Résurrections automobiles
Nous ne sommes pas à Poudlard mais à Veigné, dans la région de Tours. Mais ce sont bien des sorciers qui font renaître Bugatti, Talbot et autres Delage. Les photos parlent mieux que des mots pour décrire le travail effectué à Auto Classique Touraine. Elles révèlent qu’ici les automobiles sont toujours fabriquées comme dans les années 20 et 30 : autour d’un châssis et d’un moteur, sur lesquels une ossature de bois esquisse une silhouette qui sera réalisée en acier ou en alu, pièce par pièce et entièrement à la main.
Car c’est une spécialité où il n’existe pas de pièces de rechange. Non qu’elles aient disparu : elles n’ont jamais existé. Car je vous parle d’un temps que les moins de soixante ans ne peuvent pas connaître. Ici il n’existe pas de pièces : de l’aile la plus vertigineuse à la clinche de porte la plus insignifiante, chacune d’elles est tournée, fondue, façonnée à la main. Pour l’amateur, la vision de ces structures en bois de frêne qui dessinent les lignes d’une Delahaye 135 ou d’une Talbot T26, sont un choc émotionnel.
Plus loin dans l’atelier, les restaurations plus avancées, qui disposent déjà d’une carrosserie, permettent d’apprécier le travail : l’effort de projection nécessaire pour imaginer la voiture terminée s’en trouve facilité mais le bâti de bois et le métal à l’état brut, qui réclame encore d’être façonné au marteau, donnent une idée de l’importance de chaque chantier.
C’est face à ces sculptures que l’on prend la mesure du caractère exceptionnel de ces restaurations, que l’importance des métiers qu’elles requièrent s’impose spontanément. Ici les menuisiers sont à l’œuvre, des étaux maintiennent en place armatures de carrosserie ou de sièges ou éléments de tableaux de bord ; ici les mouvements du poignet précis d’un maître carrossier donnent le galbe d’une aile ; ici on ponce l’acajou d’une Hispano Suiza 1920 ; on effectue les piqûres sellier des contre-portes d’une Bugatti 58C ; on sculpte les futures pièces chromées d’une Talbot Figoni-Falaschi « Goutte d’eau »…
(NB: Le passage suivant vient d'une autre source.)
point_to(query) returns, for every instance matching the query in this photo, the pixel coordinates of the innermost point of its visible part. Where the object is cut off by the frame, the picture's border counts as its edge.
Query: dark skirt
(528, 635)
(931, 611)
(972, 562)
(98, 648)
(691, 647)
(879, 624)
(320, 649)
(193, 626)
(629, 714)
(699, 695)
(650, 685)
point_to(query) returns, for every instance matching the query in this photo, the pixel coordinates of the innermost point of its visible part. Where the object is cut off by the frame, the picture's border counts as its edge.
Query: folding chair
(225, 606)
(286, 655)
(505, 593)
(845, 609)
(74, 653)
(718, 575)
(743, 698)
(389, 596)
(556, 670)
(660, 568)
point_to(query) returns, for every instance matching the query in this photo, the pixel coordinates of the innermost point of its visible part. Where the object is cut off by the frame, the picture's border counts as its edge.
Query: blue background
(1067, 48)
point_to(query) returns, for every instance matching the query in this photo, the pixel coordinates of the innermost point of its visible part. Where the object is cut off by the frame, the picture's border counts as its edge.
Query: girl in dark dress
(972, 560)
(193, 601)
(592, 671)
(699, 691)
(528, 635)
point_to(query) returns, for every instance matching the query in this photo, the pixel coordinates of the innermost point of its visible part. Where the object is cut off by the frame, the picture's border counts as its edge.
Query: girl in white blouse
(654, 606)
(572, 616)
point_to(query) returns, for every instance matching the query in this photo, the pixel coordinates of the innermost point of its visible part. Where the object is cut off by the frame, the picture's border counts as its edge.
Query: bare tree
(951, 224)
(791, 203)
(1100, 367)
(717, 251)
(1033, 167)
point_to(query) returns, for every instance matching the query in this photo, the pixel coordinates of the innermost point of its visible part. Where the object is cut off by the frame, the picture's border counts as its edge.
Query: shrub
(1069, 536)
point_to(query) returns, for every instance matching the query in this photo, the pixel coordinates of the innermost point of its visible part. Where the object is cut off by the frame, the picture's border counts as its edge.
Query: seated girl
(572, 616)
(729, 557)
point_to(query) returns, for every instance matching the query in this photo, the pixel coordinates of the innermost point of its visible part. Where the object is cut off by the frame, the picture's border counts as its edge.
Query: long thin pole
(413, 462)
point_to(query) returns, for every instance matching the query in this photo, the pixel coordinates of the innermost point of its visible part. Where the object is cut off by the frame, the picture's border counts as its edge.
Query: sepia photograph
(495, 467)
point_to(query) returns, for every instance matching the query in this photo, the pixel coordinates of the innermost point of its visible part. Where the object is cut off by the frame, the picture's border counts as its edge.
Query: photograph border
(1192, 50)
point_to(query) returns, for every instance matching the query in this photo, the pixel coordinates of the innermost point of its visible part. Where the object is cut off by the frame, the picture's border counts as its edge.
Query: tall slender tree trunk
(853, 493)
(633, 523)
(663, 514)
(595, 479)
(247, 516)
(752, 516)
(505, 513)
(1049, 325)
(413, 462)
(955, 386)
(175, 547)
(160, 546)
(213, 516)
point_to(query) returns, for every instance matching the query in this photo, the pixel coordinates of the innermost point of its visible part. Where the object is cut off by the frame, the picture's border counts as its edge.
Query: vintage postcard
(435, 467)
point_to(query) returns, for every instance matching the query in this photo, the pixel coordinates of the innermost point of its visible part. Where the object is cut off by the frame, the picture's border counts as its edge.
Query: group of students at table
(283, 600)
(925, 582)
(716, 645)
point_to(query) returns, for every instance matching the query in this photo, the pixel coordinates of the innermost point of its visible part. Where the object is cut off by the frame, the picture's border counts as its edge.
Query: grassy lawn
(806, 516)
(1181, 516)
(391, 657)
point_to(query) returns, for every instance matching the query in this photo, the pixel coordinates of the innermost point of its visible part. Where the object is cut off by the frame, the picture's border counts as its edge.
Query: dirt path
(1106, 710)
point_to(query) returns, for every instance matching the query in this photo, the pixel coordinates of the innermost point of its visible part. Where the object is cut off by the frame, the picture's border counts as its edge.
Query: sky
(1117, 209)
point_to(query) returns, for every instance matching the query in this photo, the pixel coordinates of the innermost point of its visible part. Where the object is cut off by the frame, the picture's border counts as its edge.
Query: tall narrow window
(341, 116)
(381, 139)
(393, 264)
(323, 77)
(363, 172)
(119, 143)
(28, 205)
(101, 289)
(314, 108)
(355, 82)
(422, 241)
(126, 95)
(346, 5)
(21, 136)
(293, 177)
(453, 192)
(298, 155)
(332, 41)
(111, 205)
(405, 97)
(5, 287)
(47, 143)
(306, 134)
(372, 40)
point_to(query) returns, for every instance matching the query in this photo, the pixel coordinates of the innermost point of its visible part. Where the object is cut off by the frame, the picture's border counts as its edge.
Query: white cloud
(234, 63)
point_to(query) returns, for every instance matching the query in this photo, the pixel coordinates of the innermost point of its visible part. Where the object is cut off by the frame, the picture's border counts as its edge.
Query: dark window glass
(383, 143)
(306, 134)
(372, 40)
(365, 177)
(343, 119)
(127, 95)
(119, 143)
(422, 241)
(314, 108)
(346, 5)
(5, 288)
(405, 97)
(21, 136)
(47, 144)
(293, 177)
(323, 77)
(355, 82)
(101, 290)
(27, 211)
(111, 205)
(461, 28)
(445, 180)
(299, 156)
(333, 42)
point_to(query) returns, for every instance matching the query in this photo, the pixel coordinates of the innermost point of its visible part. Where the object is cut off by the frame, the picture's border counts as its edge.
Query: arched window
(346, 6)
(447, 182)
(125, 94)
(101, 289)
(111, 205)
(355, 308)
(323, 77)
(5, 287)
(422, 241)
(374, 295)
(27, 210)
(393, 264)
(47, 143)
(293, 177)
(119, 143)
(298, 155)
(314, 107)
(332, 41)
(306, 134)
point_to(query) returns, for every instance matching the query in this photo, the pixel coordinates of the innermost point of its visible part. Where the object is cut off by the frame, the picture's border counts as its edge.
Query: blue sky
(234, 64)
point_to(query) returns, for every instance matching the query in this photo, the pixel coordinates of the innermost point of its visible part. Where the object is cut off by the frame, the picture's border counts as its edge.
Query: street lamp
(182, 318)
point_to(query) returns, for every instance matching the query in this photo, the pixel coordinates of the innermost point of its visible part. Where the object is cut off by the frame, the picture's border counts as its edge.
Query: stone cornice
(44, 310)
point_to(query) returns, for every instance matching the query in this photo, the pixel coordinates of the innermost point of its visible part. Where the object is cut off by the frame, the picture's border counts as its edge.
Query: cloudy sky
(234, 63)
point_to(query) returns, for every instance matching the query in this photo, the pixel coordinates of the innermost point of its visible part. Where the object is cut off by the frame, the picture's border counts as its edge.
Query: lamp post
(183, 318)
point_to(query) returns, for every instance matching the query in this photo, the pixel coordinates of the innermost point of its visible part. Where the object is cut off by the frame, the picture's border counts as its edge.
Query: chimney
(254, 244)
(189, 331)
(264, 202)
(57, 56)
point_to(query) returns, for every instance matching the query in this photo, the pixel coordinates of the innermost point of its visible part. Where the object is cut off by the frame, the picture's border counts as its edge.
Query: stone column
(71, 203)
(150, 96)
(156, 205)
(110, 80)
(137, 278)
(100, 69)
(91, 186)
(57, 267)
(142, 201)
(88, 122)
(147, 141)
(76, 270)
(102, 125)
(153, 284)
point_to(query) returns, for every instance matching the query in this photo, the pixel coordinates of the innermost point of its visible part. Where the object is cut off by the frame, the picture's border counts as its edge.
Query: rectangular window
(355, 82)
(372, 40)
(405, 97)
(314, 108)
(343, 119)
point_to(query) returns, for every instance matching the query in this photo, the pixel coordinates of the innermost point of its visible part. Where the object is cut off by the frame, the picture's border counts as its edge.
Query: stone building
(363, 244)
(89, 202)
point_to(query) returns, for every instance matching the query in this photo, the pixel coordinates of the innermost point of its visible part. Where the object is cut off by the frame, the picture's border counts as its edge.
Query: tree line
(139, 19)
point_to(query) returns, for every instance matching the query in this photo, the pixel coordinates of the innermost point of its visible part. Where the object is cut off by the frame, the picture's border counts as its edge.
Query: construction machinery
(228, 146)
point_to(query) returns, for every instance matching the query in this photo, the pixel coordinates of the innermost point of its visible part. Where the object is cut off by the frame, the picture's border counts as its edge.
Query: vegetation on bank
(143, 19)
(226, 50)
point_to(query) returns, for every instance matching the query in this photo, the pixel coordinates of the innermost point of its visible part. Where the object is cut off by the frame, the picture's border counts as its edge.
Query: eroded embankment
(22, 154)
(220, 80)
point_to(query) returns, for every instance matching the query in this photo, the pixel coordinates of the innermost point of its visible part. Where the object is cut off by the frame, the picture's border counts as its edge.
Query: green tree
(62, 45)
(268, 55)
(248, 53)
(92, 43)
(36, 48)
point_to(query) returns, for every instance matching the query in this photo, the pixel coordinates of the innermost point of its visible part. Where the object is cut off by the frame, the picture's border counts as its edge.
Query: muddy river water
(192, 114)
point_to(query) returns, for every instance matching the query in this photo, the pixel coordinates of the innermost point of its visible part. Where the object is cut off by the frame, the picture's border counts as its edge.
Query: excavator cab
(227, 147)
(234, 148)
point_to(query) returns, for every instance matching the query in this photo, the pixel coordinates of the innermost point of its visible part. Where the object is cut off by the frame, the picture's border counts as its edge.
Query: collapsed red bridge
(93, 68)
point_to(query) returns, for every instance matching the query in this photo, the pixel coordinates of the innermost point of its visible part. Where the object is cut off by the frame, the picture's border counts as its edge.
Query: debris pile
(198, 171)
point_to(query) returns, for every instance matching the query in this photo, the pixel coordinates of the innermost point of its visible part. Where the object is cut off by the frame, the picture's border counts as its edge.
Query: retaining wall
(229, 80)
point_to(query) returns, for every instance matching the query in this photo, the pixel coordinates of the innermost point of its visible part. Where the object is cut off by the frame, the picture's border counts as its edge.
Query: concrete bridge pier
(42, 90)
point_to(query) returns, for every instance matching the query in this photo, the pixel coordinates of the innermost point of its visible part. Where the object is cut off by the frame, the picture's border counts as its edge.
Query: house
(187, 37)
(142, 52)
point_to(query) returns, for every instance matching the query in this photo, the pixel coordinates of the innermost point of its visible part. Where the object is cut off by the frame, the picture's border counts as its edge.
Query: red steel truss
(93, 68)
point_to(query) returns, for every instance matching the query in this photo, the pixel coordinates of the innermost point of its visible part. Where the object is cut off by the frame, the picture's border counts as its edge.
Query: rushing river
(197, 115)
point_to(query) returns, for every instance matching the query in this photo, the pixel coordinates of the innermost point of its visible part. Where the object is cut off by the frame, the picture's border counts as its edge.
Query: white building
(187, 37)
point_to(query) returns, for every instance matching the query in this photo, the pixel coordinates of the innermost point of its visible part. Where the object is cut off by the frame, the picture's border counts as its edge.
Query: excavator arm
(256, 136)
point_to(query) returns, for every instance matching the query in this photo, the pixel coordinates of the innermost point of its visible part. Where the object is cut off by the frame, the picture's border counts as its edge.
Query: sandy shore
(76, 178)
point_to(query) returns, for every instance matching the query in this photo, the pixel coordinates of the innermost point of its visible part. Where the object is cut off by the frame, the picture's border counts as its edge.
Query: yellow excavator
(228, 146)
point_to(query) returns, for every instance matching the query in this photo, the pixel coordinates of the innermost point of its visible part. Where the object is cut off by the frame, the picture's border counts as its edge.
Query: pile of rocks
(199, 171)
Pour l’amateur, le grand hangar tourangeau est plus qu’une caverne d’Ali Baba : c’est une usine à rêves, la démonstration par l’exemple – et quel exemple ! – de l’intemporalité de l’artisanat au terme d’un siècle qui a vu la planète s’industrialiser. Auto Classique Touraine, et les quelques autres ateliers du même niveau qui existent dans le monde, sont au bout du compte les derniers garants de la grande époque de l’automobile sur mesures, et trouvent leur récompense dans les prix que leur décernent les aréopages d’experts et de passionnés qui constituent les jurys des grands concours d’élégance internationaux.